O vídeo que ameaça a Espanha com mais ataques outorga uma notável notoriedade ao jovem combatente andaluz, mas sobretudo eleva o alerta e a possibilidade real de outro atentado, como os de Barcelona e Cambrils. “É a primeira vez que o Estado Islâmico mostra um cidadão espanhol em um comunicado oficial. É um passo relevante e alarmante porque está comprovado que suas campanhas provocam mudanças de comportamento”, afirma Javier Lesaca, investigador da Universidade George Washington e autor de Armas de Seducción Masivas (Armas de Sedução em Massa). “É o primeiro vídeo que aponta diretamente para a Espanha e, sem ser simplistas, os terroristas seguem os conselhos. Sem dúvida, a ameaça contra a Espanha aumenta”, acrescenta. Lesaca argumenta que a intervenção de Muhammad em castelhano vai além porque “é um jovem de rosto agradável e culturalmente é um tipo próximo.
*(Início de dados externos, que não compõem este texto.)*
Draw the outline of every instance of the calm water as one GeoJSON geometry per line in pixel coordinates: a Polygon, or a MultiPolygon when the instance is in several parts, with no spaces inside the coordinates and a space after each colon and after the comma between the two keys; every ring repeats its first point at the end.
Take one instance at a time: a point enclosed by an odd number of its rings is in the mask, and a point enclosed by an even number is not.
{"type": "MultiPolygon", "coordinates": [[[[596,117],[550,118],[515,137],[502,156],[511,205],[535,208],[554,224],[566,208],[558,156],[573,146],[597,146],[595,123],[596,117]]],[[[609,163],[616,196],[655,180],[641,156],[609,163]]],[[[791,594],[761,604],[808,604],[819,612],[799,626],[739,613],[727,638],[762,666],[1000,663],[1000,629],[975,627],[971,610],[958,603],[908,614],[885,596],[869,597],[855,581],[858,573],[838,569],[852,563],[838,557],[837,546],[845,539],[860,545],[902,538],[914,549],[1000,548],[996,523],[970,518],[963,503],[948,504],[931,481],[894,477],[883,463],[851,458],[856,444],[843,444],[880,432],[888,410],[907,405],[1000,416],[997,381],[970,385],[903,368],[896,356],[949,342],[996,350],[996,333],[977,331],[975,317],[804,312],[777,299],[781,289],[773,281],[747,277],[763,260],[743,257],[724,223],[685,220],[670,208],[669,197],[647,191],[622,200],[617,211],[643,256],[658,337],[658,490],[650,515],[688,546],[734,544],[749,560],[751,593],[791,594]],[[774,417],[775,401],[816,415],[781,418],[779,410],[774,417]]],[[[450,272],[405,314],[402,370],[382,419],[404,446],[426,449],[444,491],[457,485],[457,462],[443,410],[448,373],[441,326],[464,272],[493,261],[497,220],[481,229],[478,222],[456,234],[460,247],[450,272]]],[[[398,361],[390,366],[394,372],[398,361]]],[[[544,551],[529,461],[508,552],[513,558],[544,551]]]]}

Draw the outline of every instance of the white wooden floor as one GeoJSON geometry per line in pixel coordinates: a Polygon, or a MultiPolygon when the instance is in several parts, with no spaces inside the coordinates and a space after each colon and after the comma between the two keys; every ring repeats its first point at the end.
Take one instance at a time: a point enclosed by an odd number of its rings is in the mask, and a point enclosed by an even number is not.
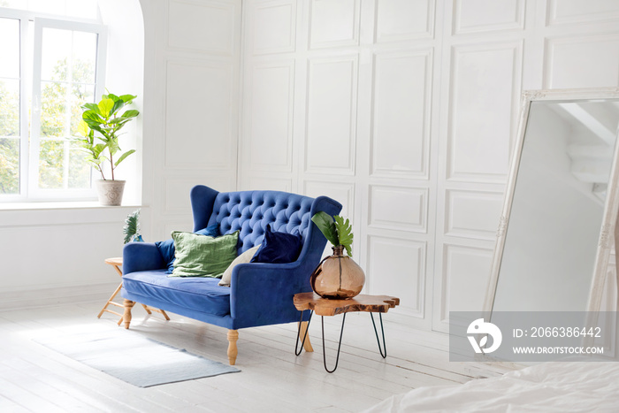
{"type": "MultiPolygon", "coordinates": [[[[104,300],[102,300],[104,302],[104,300]]],[[[118,317],[103,302],[0,312],[2,412],[342,412],[361,411],[414,387],[463,383],[504,371],[449,363],[444,337],[418,332],[405,317],[384,317],[388,356],[378,354],[367,314],[347,316],[338,370],[323,367],[320,318],[310,327],[314,353],[294,356],[294,324],[240,330],[240,373],[140,388],[50,350],[37,337],[110,330],[118,317]]],[[[211,360],[227,363],[225,329],[134,309],[132,330],[211,360]]],[[[377,319],[378,321],[378,319],[377,319]]],[[[332,366],[341,317],[325,317],[332,366]]]]}

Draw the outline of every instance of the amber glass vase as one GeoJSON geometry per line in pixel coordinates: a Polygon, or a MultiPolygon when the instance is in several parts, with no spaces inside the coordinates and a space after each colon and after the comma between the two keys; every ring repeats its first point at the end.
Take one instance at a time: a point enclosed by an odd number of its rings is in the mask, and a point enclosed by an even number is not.
{"type": "Polygon", "coordinates": [[[320,262],[310,278],[312,289],[323,298],[343,300],[361,293],[365,273],[350,256],[344,255],[344,247],[333,247],[333,255],[320,262]]]}

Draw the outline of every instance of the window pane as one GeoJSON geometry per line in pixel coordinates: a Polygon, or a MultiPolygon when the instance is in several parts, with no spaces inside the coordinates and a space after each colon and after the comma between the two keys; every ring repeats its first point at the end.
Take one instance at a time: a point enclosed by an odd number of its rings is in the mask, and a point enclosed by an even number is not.
{"type": "Polygon", "coordinates": [[[72,32],[45,27],[42,36],[42,80],[66,80],[72,55],[72,32]]]}
{"type": "Polygon", "coordinates": [[[0,78],[19,78],[19,20],[0,19],[0,78]]]}
{"type": "Polygon", "coordinates": [[[95,85],[73,85],[71,101],[71,136],[77,136],[77,128],[81,121],[81,105],[95,102],[95,85]]]}
{"type": "Polygon", "coordinates": [[[0,136],[19,136],[19,80],[0,79],[0,136]]]}
{"type": "Polygon", "coordinates": [[[65,136],[67,126],[66,84],[41,84],[41,136],[65,136]]]}
{"type": "Polygon", "coordinates": [[[69,187],[90,187],[90,164],[86,160],[86,153],[77,142],[71,142],[69,152],[69,187]]]}
{"type": "Polygon", "coordinates": [[[95,83],[96,34],[86,32],[73,33],[73,81],[95,83]]]}
{"type": "Polygon", "coordinates": [[[62,189],[65,174],[65,141],[42,140],[40,145],[39,187],[62,189]]]}
{"type": "Polygon", "coordinates": [[[0,194],[19,193],[19,140],[0,138],[0,194]]]}

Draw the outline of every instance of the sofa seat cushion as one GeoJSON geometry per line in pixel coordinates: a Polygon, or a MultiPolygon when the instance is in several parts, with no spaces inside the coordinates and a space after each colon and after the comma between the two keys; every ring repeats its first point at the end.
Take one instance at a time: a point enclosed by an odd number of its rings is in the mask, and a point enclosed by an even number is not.
{"type": "MultiPolygon", "coordinates": [[[[218,285],[218,279],[168,277],[165,270],[139,271],[123,275],[129,293],[152,297],[159,302],[182,302],[195,311],[214,316],[230,314],[230,288],[218,285]]],[[[165,310],[165,309],[163,309],[165,310]]]]}

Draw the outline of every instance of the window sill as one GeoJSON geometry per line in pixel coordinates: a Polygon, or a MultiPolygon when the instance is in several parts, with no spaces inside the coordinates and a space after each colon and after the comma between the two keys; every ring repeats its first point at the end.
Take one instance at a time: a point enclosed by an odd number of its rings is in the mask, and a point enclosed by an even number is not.
{"type": "Polygon", "coordinates": [[[122,226],[127,214],[138,208],[148,216],[149,208],[138,204],[103,206],[96,201],[4,203],[0,204],[0,228],[109,223],[121,223],[122,226]]]}
{"type": "Polygon", "coordinates": [[[67,201],[49,203],[0,203],[0,210],[74,210],[74,209],[119,209],[141,208],[137,203],[123,204],[120,206],[104,206],[97,201],[67,201]]]}

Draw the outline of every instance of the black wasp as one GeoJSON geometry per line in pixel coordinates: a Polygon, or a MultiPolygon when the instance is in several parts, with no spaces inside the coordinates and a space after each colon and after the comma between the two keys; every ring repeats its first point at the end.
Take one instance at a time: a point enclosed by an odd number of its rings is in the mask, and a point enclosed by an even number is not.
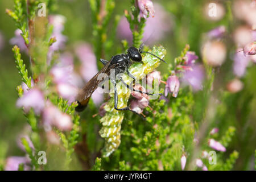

E isto o torna mais perigoso”.

Os especialistas que analisaram os vídeos do Estado Islâmico (1.400 de um total de 10.000 campanhas de comunicação nos últimos três anos) destacam o efeito que produzem entre seus seguidores, com relação aos objetivos e os métodos para atacar, como o uso de facas e explosivos caseiros como o TATP, conhecido como a Mãe de Satanás.
A ameaça do vídeo protagonizado por El Cordobés avisa sobre Al Ándalus, que no imaginário do Estado Islâmico voltará a ser o que foi, terra do califado”, explica Muhammad, que utiliza um espanhol fluente. No entanto, outro combatente, identificado como Abu Salman Al Ándalus (Abú Salman O Andaluz), Fala um castelhano precário. “Chama a atenção a dificuldade para encontrar gente que fale castelhano. Se esses são os melhores do Estado Islâmico, isso demonstra sua dificuldade para transpor uma mensagem para o castelhano”, ressalta Manuel Ricardo Torres, professor de Ciência Política e diretor do Diploma em Análise do Terrorismo, na Universidade Pablo de Olavide, de Sevilla.
Ao contrário de idiomas como o francês, o alemão e o inglês, o espanhol continua sendo uma questão pendente para o Estado Islâmico na hora de aglutinar fiéis e se dirigir a seu público, destacam os analistas. Há dois anos José María Gil, codiretor do Observatório de Segurança Internacional, trocou mensagens por intermédio do Facebook com Muhammad, a quem define como “um dinamizador de redes” para o Estado Islâmico. “Era muito obcecado com a questão do Al Ándalus e denotava uma radicalização muito precoce. Tinha um discurso muito ideologizado, muito de panfleto e nada religioso, bem de manchetes”, resume.
“Para os rapazes que vivem excluídos nesse Al Ándalus atual, esses vídeos lhes dão ingredientes estimulantes que prescindem do aspecto religioso. Dão-lhes identidade para experimentar o processo de radicalização e poder”, alerta.
Torres enfatiza o salto qualitativo que este último vídeo representa para o jihadismo na Espanha, hoje em alerta quatro reforçado. “O Estado Islâmico herda essa fixação com Al Ándalus da Al Qaeda, embora reconheça essa visão contraditória sobre a Espanha, à qual pede que deixe de fustigar o Estado Islâmico e, por outro lado, diz que nunca se livrará de seus ataques porque ocupa o território de Al Ándalus.”